The words caught his attention; bright and hopeful and confident, cutting through the dust of the Eavesdown Docks. The coveralled girl tossed him a sweet, sassy smile, twirling a bright parasol over one shoulder. "You're gonna come with us."

"Excuse me?"

"Y'like ships." She had a good soul, too sweet for the grime of the world around her. "Y'don't seem t'be lookin' at the destinations, whatcha care about is the ships, an' mine's the nicest." Pure love, extended back toward that well-worn Firefly.

More beat-up than some I've seen. But he couldn't deny that it, like the girl, had a certain charm. "She don't look like much."

When the young lady spoke again, green eyes sparkled with mischief. And knowledge. "Well, she'll fool ya." The parasol twirled, a shimmering shine of color. "Y'ever sailed in a Firefly?"

Have I. Riding back to Osiris after the hit on – "Long before you were crawling. Not an R-3, though, didn't have the extenders. Tended to shake." Not the best he'd ever ridden. But he couldn't deny there was something about it that caught the imagination. Pricked the soul.

Something he'd said had pleased the little mechanic; she approached, the oil on her clothes giving her away. "So, uh, how come y'don't care where you're goin'?"

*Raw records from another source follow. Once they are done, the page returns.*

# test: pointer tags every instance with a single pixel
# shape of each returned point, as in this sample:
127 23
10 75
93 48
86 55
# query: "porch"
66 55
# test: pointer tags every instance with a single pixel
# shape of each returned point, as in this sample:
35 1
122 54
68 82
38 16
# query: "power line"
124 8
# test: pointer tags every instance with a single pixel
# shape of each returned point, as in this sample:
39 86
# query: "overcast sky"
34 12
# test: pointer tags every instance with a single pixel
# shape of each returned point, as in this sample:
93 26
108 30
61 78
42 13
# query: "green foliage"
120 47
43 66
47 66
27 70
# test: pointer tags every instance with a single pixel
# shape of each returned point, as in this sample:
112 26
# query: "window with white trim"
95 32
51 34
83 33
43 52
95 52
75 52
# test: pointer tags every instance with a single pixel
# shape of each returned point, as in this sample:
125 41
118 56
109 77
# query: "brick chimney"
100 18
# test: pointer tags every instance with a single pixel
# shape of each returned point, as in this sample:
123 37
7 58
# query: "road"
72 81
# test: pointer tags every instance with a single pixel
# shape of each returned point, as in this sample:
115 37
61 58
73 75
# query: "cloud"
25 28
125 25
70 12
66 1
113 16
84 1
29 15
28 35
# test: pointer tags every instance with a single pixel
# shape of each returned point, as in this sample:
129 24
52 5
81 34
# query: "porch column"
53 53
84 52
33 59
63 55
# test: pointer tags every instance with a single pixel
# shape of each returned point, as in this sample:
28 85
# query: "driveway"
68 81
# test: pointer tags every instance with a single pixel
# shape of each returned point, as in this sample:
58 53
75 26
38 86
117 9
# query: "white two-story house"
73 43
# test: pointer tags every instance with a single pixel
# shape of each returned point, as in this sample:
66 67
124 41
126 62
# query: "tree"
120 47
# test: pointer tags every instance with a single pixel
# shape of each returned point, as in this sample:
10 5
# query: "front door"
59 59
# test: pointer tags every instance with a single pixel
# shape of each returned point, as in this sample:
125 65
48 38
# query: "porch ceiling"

"Because how you get there's the worthier part." It had taken him years to see that clear, after so long focused on the destination, on the end. On the target. But that doesn't matter now. The world had changed while he had, but they'd been changing in different directions.

She still twirled the parasol, smiling and gently curious. "Are you a missionary?"

He hadn't really thought about it. "I guess. I'm a Shepard, from the Southdown Abbey. Book. I'm called Book." She grinned sweetly, the callouses on her hand from a firm grip on tools. "Been out of the world for a spell. Like to walk it awhile. Maybe bring the Word to them as need it told."

"Well I'm Kaylee, and this here's Serenity."

And life started again, with the jolt of a reviving heart.